2.) Having a vision doesn't automatically engender uniquely and substantially valuable solutions- i.e., the kinds of solutions with enough market value to support the vision.
3.) Creating substantially unique and valuable solutions is difficult and requires inventive thinking for dissolving and/or circumventing the contradictions (C) that arise when one attempts to take a problem-solving step (S). E.g., "I can make the user experience markedly better with a patented new hardware interface "S", but it will require the application of new, unstable, fault-prone technology "C" on the back-end..."

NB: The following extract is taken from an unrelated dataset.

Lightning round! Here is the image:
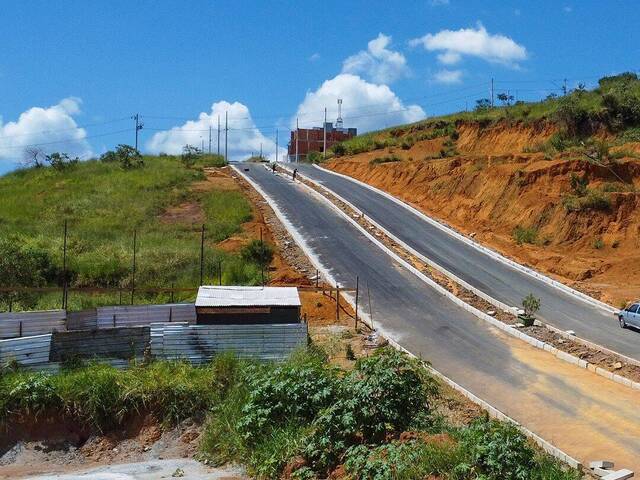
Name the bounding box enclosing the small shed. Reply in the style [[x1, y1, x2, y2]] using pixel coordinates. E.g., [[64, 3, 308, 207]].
[[196, 286, 301, 325]]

Some contradictions are insurmountable, others require better talent or other resources to enable their resolution. To ignore or deny the contradictions is to settle with a faulty, incomplete, or inadequate product or solution. A really important point, I think, is that contradictions can arise in the business model itself. These need to be addressed as well and herein lies a common challenge of hubris at the strategic management level. Oversights and denials of contradictions can add up to drag down product and financial performance.
4.) Innovation Management Methodology*Creative Talent*Insight Channels = the required mix for exploiting productive, inventive thinking and hence bringing uniquely valuable solutions to market.
5.) If an organization puts its head too far down, chasing a vision without the right Innovation mix factors, then it is not giving itself a good chance at succeeding in its quest.